JustDoIt166 commented 1 month ago

Description of the bug | 错误描述

屏幕截图 2024-07-31 005335 试了两个pdf，第一个有大量数学公式的pdf识别效果很不错，而且比marker快很多。但第二个完全识别错误屏幕截图 2024-07-31 005326

How to reproduce the bug | 如何复现

这是使用的pdf potracelib_origin.pdf layout.pdf

Operating system | 操作系统

Windows

Python version | Python 版本

3.10

Software version | 软件版本 (magic-pdf --version)

0.6.x

Device mode | 设备模式

cpu

myhloli commented 1 month ago

There's an issue with the conversion between landscape and portrait versions of this PDF. When previewed, it appears in landscape orientation, but when fed into the model for recognition within the program, it turns into portrait orientation. This causes a misalignment in layout direction, affecting the final output of results. We appreciate you providing the sample, and we will promptly identify the problem area and fix it going forward.

myhloli commented 1 month ago

@JustDoIt166 A temporary workaround involves adding parameters to the command line

--method ocr

Forcing the use of OCR mode for parsing can temporarily resolve the issue of disordered vertical and horizontal layout. A comprehensive fix, however, will require some additional time.

JustDoIt166 commented 1 month ago

@JustDoIt166 A temporary workaround involves adding parameters to the command line
--method ocr
Forcing the use of OCR mode for parsing can temporarily resolve the issue of disordered vertical and horizontal layout. A comprehensive fix, however, will require some additional time.

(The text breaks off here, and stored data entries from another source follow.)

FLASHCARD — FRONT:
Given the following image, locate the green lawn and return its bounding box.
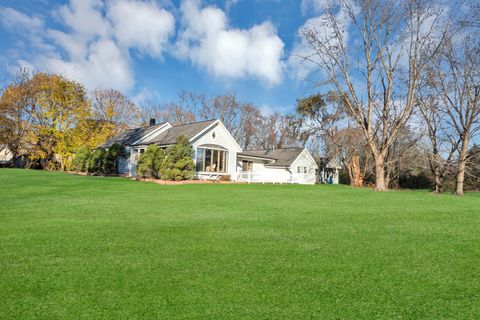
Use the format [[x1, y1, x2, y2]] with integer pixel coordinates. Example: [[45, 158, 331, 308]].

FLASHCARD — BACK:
[[0, 169, 479, 319]]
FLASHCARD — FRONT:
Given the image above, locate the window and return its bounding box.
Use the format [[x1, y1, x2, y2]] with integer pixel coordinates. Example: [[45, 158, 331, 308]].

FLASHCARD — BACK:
[[242, 160, 253, 172], [195, 148, 204, 172], [297, 166, 307, 173], [196, 147, 227, 173]]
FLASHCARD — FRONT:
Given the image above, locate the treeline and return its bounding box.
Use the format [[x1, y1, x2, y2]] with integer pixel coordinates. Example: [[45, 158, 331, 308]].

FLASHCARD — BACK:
[[293, 0, 480, 195], [141, 91, 306, 151]]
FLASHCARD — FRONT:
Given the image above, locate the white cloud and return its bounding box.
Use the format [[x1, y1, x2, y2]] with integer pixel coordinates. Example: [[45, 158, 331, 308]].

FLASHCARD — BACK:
[[1, 0, 175, 92], [2, 0, 288, 90], [132, 88, 162, 105], [176, 0, 285, 86], [288, 9, 350, 81], [55, 0, 110, 39], [0, 7, 43, 30], [42, 39, 134, 91], [300, 0, 329, 15], [44, 0, 133, 91], [108, 0, 175, 57]]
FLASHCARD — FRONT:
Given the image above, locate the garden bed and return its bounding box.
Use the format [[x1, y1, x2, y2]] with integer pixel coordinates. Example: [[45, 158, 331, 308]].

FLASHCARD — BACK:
[[134, 178, 243, 185]]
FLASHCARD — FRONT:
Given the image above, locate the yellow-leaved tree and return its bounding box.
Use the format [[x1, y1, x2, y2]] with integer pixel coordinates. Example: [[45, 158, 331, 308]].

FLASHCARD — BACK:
[[26, 73, 90, 170]]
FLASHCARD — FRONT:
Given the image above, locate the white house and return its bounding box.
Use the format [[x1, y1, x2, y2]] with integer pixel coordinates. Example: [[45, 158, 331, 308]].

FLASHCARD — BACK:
[[102, 119, 320, 184]]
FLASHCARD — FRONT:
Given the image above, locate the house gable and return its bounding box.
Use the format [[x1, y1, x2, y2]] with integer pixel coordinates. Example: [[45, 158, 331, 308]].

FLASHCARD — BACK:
[[290, 149, 318, 171], [190, 121, 242, 177]]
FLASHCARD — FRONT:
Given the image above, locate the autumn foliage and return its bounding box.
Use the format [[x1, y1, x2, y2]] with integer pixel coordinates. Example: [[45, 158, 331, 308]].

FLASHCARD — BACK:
[[0, 70, 136, 170]]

是的，这个pdf 的rotation 为90,导致pymupdf识别文本框的x,y坐标颠倒了。可以通过页面大小计算出正确的xy坐标，但似乎有点麻烦，不知道这个问题是否常见

myhloli commented 1 month ago

@JustDoIt166 A temporary workaround involves adding parameters to the command line
--method ocr
Forcing the use of OCR mode for parsing can temporarily resolve the issue of disordered vertical and horizontal layout. A comprehensive fix, however, will require some additional time.
是的，这个pdf 的rotation 为90,导致pymupdf识别文本框的x,y坐标颠倒了。可以通过页面大小计算出正确的xy坐标，但似乎有点麻烦，不知道这个问题是否常见

确实不太常见，但是如果在拿文本的坐标之前拿到rotation 参数，这个坐标应该比较好纠正，后面我可以尝试修正一下。